Today, the project has reached more than 170 countries in six continents, and just this past September the company created and donated its one millionth football with Chevrolet, their founding sponsor.
One World Futbol Project has become such a phenomenon that it has expanded operations to include an office here in Chiang Mai, which has been responsible for logistical operations throughout Asia for a year and counting. “We operate out of Chiang Mai since it’s so regionally central with the rest of Asia,” says Stephen Sonderman, Asia Director of One World Futbol Project. “We expect to do much more locally with the balls we have, both through schools and local NGOs. We are planning a ball donation with the local chapter of the Chiang Mai Rotary Club soon.”
Speaking to Stephen and his co-director, Rachel Haig, one begins to get a sense of One World Futbol Project’s global reach. They have regional offices in places all over the world including North and South America, Africa and Europe.

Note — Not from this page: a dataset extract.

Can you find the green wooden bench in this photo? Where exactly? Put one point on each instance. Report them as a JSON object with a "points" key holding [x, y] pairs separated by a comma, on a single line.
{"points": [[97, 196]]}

“Last month, Stephen and I travelled to a very remote Hmong village on the Laos/Thai border to see children who are living in some of the most squalid conditions using our ball,” says Rachel, recalling one of the most rewarding moments of her work. “To see that we’re making a difference to these communities gives us the greatest sense of accomplishment.”
She goes on to explain how the Futbol not only encourages healing through play but provides education as well. “In Cambodia, we had partnered with an organisation to bring in some coaches to teach local kids soccer using our ball. During the intermissions, the coaches, having the kids’ full attention now, would educate them about landmines and how to steer clear of them.”
Just recently, Stephen made a trip to Mongolia where he spent 12 days travelling around, handing out balls, and attending a launch ceremony with the Mongolia Football Federation. Six thousand balls were donated.
“Oftentimes, we hand out balls with the intention of simple altruism towards disadvantaged communities,” says Stephen. “Bringing people together through sport while healing wounds. However, some of the Football Federations want to use it for serious sport and doing well in tournaments and getting onto the world stage.”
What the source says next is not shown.